Prevedibilità e fragilità drammaturgica si manifestano prepotentemente in una sceneggiatura che mai fino a questo momento nel cinema dei Dardenne era stata così vicina all’essere piatta. Una simile affermazione potrebbe apparire ai tanti estimatori del duo (e tra questi anche il sottoscritto) come una vera e propria “bestemmia”, ma purtroppo bisogna arrendersi all’evidenza. Ovviamente non si parla di originalità, perché le storie delle quali si alimentano i due fratelli per le loro pellicole vengono dalla quotidianità e da plot essenziali. È un cinema il loro che non cerca grandi storie, ma si limita alla dimensione intima dei rapporti umani. Da questo punto di vista, Il ragazzo con la bicicletta non fa eccezione, trascinando lo spettatore nella vita turbolenta di un dodicenne di nome Cyril, con in testa un’idea fissa: ritrovare il padre che lo ha lasciato temporaneamente in un centro di accoglienza per l’infanzia. Incontra per caso Samantha, una parrucchiera che accetta di tenerlo con sé durante i fine settimana. Il ragazzo non è del tutto consapevole dell’affetto della donna, un affetto di cui ha però un disperato bisogno per placare la sua rabbia. In tal senso, non è difficile scovare nella natura del personaggio le tracce emotive e caratteriali del protagonista del truffautuniano I quattrocento colpi (1959), capolavoro assoluto con il quale ci si deve per forza di cose confrontare quando si decide di costruire una sceneggiatura sull’infanzia incompresa.

In questo film ritroviamo, infatti, un tema caro ai Dardenne quanto al celebre collega francese, vale a dire l’infanzia e in particolare il rapporto tra genitori e figli, così intensamente e straordinariamente trattato in La promessa (1996), L’enfant (2005) e Il figlio (2002). Peccato che ne Il ragazzo con la bicicletta, anch’esso presentato manco a dirlo in concorso al Festival di Cannes, il tema non viene elaborato con gli stessi esiti delle opere precedenti. Qui c’è di nuovo un genitore assente, incapace di fare il padre e un figlio che non vuole e non riesce a farsene una ragione. Ancora un racconto di formazione alimentato dal dolore, che nasce da un faticoso viaggio di crescita e formazione. La sceneggiatura ruota unicamente intorno a questo, ma lo fa con personaggi privi dello spessore e della profondità che hanno sempre caratterizzato la “galleria” dardenniana. A mancare pesantemente è l’introspezione. Unica eccezione forse quello di Samantha, interpretato magnificamente da Cécile de France, una donna che non si chiede mai il perché delle cose (compreso i motivi che la portano ad occuparsi di un figlio che non è suo, lo fa e basta) e che mescola dolcezza e forza. Spessore che al contrario non caratterizza positivamente quello di Cyril (l’esordiente e convincente Thomas Doret), personaggio abbastanza schematico, fotocopia sbiadita di altri già apparsi sul grande schermo.
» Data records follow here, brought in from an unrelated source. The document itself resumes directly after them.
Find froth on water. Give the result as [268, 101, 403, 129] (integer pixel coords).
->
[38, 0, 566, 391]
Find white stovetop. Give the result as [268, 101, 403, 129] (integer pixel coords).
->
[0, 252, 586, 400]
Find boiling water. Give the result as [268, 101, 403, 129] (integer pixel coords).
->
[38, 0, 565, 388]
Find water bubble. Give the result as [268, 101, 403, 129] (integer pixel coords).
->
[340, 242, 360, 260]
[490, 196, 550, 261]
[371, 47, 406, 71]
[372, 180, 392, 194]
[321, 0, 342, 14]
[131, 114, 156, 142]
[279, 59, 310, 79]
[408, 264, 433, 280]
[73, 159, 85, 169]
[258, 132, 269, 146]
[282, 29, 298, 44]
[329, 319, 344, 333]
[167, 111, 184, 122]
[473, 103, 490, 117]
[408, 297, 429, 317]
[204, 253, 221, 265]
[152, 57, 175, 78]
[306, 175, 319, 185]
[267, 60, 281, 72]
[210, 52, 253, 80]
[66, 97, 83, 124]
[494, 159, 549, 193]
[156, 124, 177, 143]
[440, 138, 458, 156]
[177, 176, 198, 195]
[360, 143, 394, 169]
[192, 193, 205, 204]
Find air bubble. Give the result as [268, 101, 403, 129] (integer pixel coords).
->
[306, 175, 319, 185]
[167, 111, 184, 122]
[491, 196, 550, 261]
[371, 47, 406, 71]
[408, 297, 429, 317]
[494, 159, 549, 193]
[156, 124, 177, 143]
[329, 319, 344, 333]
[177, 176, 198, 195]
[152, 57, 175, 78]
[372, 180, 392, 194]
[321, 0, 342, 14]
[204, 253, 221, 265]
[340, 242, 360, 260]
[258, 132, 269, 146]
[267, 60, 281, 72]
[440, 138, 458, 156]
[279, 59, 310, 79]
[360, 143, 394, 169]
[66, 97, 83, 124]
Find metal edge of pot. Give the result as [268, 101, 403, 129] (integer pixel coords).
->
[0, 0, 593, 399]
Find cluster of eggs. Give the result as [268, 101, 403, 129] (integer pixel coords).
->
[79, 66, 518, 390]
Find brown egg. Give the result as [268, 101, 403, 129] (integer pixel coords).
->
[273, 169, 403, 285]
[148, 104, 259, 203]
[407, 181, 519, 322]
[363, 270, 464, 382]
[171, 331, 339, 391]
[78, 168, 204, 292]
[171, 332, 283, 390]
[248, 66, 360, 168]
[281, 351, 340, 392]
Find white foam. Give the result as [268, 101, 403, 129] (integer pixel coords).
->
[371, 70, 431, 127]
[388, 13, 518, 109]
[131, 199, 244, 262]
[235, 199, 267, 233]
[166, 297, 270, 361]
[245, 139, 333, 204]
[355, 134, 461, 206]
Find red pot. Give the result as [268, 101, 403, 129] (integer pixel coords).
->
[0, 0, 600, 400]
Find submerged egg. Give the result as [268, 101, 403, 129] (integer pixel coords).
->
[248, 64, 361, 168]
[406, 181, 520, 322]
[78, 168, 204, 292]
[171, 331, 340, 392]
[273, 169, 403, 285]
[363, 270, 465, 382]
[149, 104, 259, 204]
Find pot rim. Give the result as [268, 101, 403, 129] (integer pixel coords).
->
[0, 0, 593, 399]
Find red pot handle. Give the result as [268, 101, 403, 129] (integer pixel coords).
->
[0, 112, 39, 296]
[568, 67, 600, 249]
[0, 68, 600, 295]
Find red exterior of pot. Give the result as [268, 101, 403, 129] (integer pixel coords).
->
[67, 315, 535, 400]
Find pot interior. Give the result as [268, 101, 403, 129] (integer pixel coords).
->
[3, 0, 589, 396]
Ne viene fuori un dramma che diversamente dalle altre volte sfugge per un soffio dalla demagogia ma non al sentimentalismo, “virus” che i registi belgi erano riusciti sempre a debellare, dosando abilmente commozione e semplicità in un perfetto equilibrio che non ha permesso mai all’uno di sovrastare l’altro. Della serie anche i grandi possono toppare! Resta comunque da salvare la solita leggerezza nel tocco registico, figlia di uno sguardo che osserva senza giudicare e di una cinepresa a spalla che sta addosso ai protagonisti per coglierne la fisicità del comportamento (non ha però la potenza espressiva ed empatica di quella vista in Il figlio). Da sottolineare anche la presenza ne Il ragazzo con la bicicletta di elementi inediti nel cinema dei Dardenne: dall’uso, seppur parsimonioso, della musica alla scelta di ambientare la vicenda in estate; quest’ultima una scelta che restituisce una luminosità che non c’era mai stata nei loro film. Che siano i primi segnali di un possibile cambio di rotta. Stiamo a vedere.